At a public square in Brussels, police broke up crowds who officials said were throwing chairs, trash cans and other objects during the protests.
Hundreds of people were remembering the victims killed last week when dozens of men dressed in masks barged into the center of Place de la Bourse and mounted the steps of the stock exchange building.
“We had 340 hooligans from different football clubs who came to Brussels and we knew for sure that they would create some trouble,” Police Commissioner Christian De Coninck said.
Riot police backed by water cannons surrounded the group, whose members held a banner denouncing the Islamic State group that claimed responsibility for the bombings, and forced them toward a nearby train station.
De Coninck said around 10 people were arrested and that two police officers were injured.
Raids Across Europe
Amid the unrest at the capital, police across Belgium carried out 13 house searches Sunday and detained four people for unspecified terrorism incidents, according to the country’s federal prosecutor’s office.
At least four others so far were being held on terrorism-related charges in Belgium.
A terror suspect was also detained in the Netherlands Sunday after a request from French authorities, a spokesman in Rotterdam said. A local prosecutor’s spokesman told ABC News that France made the request to the Netherlands Friday to detain a suspect accused of being “involved in planning a terror attack” in France.

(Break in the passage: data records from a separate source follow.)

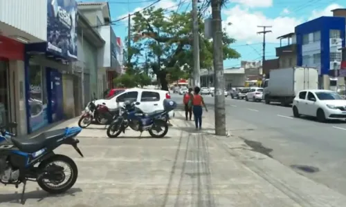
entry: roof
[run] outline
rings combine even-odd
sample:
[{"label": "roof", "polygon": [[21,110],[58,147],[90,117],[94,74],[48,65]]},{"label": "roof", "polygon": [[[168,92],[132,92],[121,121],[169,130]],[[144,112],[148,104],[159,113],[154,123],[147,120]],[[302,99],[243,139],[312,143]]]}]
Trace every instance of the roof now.
[{"label": "roof", "polygon": [[291,33],[286,34],[284,34],[282,36],[280,36],[280,37],[277,37],[277,39],[284,39],[284,38],[287,38],[287,37],[291,37],[293,35],[294,35],[294,32],[291,32]]}]

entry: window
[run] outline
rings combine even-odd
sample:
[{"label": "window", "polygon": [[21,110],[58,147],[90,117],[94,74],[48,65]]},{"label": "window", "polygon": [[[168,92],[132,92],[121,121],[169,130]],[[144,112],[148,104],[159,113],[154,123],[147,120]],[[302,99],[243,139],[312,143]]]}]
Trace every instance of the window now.
[{"label": "window", "polygon": [[329,38],[340,38],[341,31],[338,30],[329,30]]},{"label": "window", "polygon": [[293,60],[291,57],[289,58],[289,67],[293,66]]},{"label": "window", "polygon": [[137,96],[138,92],[137,91],[131,91],[123,93],[116,98],[118,101],[124,102],[125,101],[136,101],[137,100]]},{"label": "window", "polygon": [[309,60],[310,59],[310,56],[309,55],[304,55],[302,57],[302,66],[307,66],[309,65]]},{"label": "window", "polygon": [[307,94],[307,99],[309,101],[313,101],[313,99],[315,99],[315,101],[316,100],[316,98],[315,97],[315,95],[312,92],[309,92]]},{"label": "window", "polygon": [[160,94],[156,92],[143,91],[140,101],[158,101],[160,100]]},{"label": "window", "polygon": [[306,34],[303,35],[303,45],[306,45],[309,43],[309,34]]},{"label": "window", "polygon": [[305,99],[305,97],[307,96],[306,91],[302,91],[299,93],[299,99]]},{"label": "window", "polygon": [[316,53],[313,54],[313,63],[320,64],[321,63],[321,54]]},{"label": "window", "polygon": [[329,61],[341,61],[341,52],[329,52]]},{"label": "window", "polygon": [[316,41],[321,41],[321,32],[320,31],[318,31],[318,32],[315,32],[313,33],[313,42],[316,42]]}]

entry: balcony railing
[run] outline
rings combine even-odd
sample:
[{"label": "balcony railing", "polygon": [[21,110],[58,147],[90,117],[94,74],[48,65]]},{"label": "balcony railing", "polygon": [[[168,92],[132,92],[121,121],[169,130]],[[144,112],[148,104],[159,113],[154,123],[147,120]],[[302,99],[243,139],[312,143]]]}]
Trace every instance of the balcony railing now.
[{"label": "balcony railing", "polygon": [[280,48],[276,48],[276,57],[280,57],[285,55],[294,54],[297,52],[297,45],[291,44]]}]

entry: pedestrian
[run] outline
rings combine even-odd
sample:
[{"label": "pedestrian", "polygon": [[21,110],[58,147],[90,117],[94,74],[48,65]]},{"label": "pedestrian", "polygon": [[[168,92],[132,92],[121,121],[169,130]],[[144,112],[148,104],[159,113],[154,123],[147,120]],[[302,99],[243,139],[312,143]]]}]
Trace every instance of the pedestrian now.
[{"label": "pedestrian", "polygon": [[197,130],[198,130],[199,128],[201,130],[202,128],[202,106],[204,106],[204,108],[206,108],[206,111],[208,112],[208,109],[206,106],[206,104],[204,103],[203,97],[199,95],[200,91],[201,88],[199,88],[199,87],[196,86],[194,88],[194,95],[192,101],[194,124],[196,125]]},{"label": "pedestrian", "polygon": [[188,121],[188,117],[190,117],[190,121],[191,121],[191,118],[192,117],[192,88],[189,88],[188,92],[184,95],[183,98],[183,102],[185,105],[185,117],[186,118],[186,121]]}]

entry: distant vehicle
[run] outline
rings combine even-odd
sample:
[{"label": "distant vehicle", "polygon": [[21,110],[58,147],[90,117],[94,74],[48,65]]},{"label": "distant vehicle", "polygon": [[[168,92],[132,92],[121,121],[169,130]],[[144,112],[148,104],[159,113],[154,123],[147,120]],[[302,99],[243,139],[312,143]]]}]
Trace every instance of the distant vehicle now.
[{"label": "distant vehicle", "polygon": [[328,90],[304,90],[293,99],[293,116],[317,117],[320,122],[326,119],[346,119],[346,100],[337,92]]},{"label": "distant vehicle", "polygon": [[262,88],[251,88],[245,96],[245,100],[248,101],[251,100],[254,102],[261,101],[263,99]]},{"label": "distant vehicle", "polygon": [[318,71],[298,66],[271,70],[270,79],[264,82],[263,88],[266,104],[273,101],[288,106],[300,90],[318,88]]},{"label": "distant vehicle", "polygon": [[186,87],[181,87],[179,90],[179,95],[184,95],[188,92],[189,90]]},{"label": "distant vehicle", "polygon": [[237,88],[235,90],[230,94],[230,97],[232,99],[244,99],[245,98],[245,95],[250,90],[249,88]]},{"label": "distant vehicle", "polygon": [[206,87],[201,88],[201,95],[209,95],[210,94],[210,90]]}]

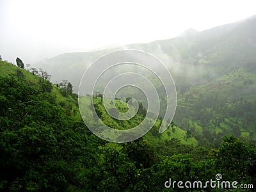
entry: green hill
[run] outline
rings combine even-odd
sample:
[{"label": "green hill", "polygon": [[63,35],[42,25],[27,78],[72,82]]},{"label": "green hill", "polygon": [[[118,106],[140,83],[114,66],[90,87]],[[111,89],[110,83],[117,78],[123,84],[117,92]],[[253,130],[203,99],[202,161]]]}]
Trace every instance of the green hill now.
[{"label": "green hill", "polygon": [[175,122],[198,139],[227,134],[255,140],[256,75],[244,69],[230,72],[180,95]]},{"label": "green hill", "polygon": [[[0,61],[0,191],[175,191],[164,187],[168,178],[210,180],[219,173],[227,180],[255,184],[255,145],[227,136],[217,148],[205,148],[202,142],[198,145],[191,131],[173,123],[159,134],[161,120],[138,140],[107,142],[84,125],[72,85],[52,84],[45,72],[33,74]],[[252,85],[250,74],[243,70],[218,81],[233,83],[234,78],[241,77],[237,75],[244,74],[249,78],[243,83]],[[210,90],[212,86],[195,90]],[[102,120],[115,129],[129,128],[143,118],[140,112],[129,121],[116,121],[106,113],[100,97],[94,100]],[[120,111],[127,109],[122,100],[116,100],[116,106]]]}]

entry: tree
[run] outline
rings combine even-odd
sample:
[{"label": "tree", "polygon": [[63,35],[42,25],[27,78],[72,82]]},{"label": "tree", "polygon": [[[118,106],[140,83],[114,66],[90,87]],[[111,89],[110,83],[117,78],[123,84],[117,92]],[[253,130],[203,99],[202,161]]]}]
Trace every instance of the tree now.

As anti-terrorism operations continued across Europe, Belgian Interior Minister Jan Jambon acknowledged decades of neglect had hurt the country’s ability to respond to violent extremism despite the government’s recent spending on security services.
Despite investing 600 million euros, or about $670 million in the past two years on anti-terror mechanisms, Jambon admitted those investments needed time.
“It is also not because you put the money in now that tomorrow all this is visible on the ground,” he said.
Brussels Airport to Reopen Soon
Brussels Airport said over the weekend that it did not expect to reopen before Tuesday.
But an examination of the main building housing the departure hall wrecked by two suicide bombers showed the structure is stable and officials will now see whether temporary check-in desks can be installed.
Editor’s note: An earlier version of this story said that Faycal Cheffou was believed to be the third suspect pictured in airport surveillance footage before the deadly bombing. Authorities have not publicly confirmed any connection. This story has been further updated to reflect that he was released because authorities believed there was insufficient evidence to keep him detained.